2. flow-field plate according to claim 1, it is characterized in that, wherein this first divergent road has two breach, communicate with these at least two runners respectively, and each this breach with respect to the pairing angle in a cross section geometric center in this first divergent road between 0 °～90 °.

3. flow-field plate according to claim 1, it is characterized in that, wherein this second divergent road has at least two breach, communicate with these at least two runners respectively, and each this breach with respect to the pairing angle in a cross section geometric center in this second divergent road between 0 °～90 °.

4. flow-field plate according to claim 1, it is characterized in that, wherein this flow-field plate also comprises four runners, be formed at the opposition side of this flow-field plate, and this first divergent road has four breach, be symmetrical in this first divergent road and communicate with these four runners respectively, wherein each this breach with respect to the pairing angle in a cross section geometric center in this first divergent road between 0 °～90 °.

5. flow-field plate according to claim 1 is characterized in that, wherein this flow-field plate also comprises two second divergent roads, and this first divergent road is positioned on this central shaft, and these two second divergent roads lay respectively at the opposition side in this first divergent road.

6. flow-field plate according to claim 1 is characterized in that, wherein these at least two runners are disposed at this flow-field plate opposition side with array way.

7. flow-field plate according to claim 1 is characterized in that, wherein these at least two runners are arranged along this central axis direction.

8. a flat fuel cell module is characterized in that, comprising:

Two core cells, wherein these two core cells comprise a mea, two gas diffusion layers and a plurality of current collection element respectively, wherein these two gas diffusion layers and this a plurality of current collection elements are arranged at the both sides of this mea;

One flow-field plate according to claim 1 is arranged between these two core cells; And

Two potted components are arranged at this two core cells outside and interconnect with these two core cells respectively.
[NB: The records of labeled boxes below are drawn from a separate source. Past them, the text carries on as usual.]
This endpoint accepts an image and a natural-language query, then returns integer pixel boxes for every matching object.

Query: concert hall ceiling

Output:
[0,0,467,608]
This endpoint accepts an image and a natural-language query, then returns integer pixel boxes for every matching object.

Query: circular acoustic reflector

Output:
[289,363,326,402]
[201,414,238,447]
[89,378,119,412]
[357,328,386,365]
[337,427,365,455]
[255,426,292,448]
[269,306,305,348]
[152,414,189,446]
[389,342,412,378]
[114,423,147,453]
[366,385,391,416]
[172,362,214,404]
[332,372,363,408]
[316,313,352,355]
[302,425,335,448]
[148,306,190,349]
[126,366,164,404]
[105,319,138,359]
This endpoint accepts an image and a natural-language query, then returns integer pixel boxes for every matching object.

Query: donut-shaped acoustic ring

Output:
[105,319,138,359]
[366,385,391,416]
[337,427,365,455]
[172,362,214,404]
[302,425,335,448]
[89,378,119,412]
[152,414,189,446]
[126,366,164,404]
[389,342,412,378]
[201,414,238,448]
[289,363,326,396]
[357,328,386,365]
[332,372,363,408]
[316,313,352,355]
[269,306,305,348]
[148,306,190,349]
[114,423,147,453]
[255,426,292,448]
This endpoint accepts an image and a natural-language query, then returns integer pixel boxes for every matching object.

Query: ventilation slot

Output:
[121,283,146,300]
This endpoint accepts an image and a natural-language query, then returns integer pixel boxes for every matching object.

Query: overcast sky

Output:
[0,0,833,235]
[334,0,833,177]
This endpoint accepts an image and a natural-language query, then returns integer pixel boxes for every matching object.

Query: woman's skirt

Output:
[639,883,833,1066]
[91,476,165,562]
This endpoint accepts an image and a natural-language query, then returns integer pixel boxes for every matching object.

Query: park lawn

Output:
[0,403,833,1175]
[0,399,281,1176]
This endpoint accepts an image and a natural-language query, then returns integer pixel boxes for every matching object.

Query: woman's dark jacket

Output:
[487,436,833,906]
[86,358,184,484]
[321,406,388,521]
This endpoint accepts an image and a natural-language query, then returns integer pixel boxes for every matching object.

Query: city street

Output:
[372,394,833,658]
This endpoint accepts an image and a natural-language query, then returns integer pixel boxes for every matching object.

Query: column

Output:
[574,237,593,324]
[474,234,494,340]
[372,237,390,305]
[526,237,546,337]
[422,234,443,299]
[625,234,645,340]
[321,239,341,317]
9. flat fuel cell module according to claim 8, it is characterized in that, wherein this first divergent road has two breach, communicate with these at least two runners respectively, and each this breach with respect to the pairing angle in a cross section geometric center in this first divergent road between 0 °～90 °.

10. flat fuel cell module according to claim 8, it is characterized in that, wherein this second divergent road has at least two breach, communicate with these at least two runners respectively, and each this breach with respect to the pairing angle in a cross section geometric center in this second divergent road between 0 °～90 °.

11. flat fuel cell module according to claim 8, it is characterized in that, wherein this flow-field plate also comprises four runners, be formed at the opposition side of this flow-field plate, and this first divergent road has four breach, be symmetrical in this first divergent road and communicate with these four runners respectively, wherein each this breach with respect to the pairing angle in a cross section geometric center in this first divergent road between 0 °～90 °.

12. flat fuel cell module according to claim 8 is characterized in that, wherein this flow-field plate also comprises two second divergent roads, and this first divergent road is positioned on this central shaft, and these two second divergent roads lay respectively at the opposition side in this first divergent road.

13. flat fuel cell module according to claim 8 is characterized in that, wherein these at least two runners are disposed at this flow-field plate surface with array way.

14. flat fuel cell module according to claim 8 is characterized in that, wherein these at least two runners are arranged along this central axis direction.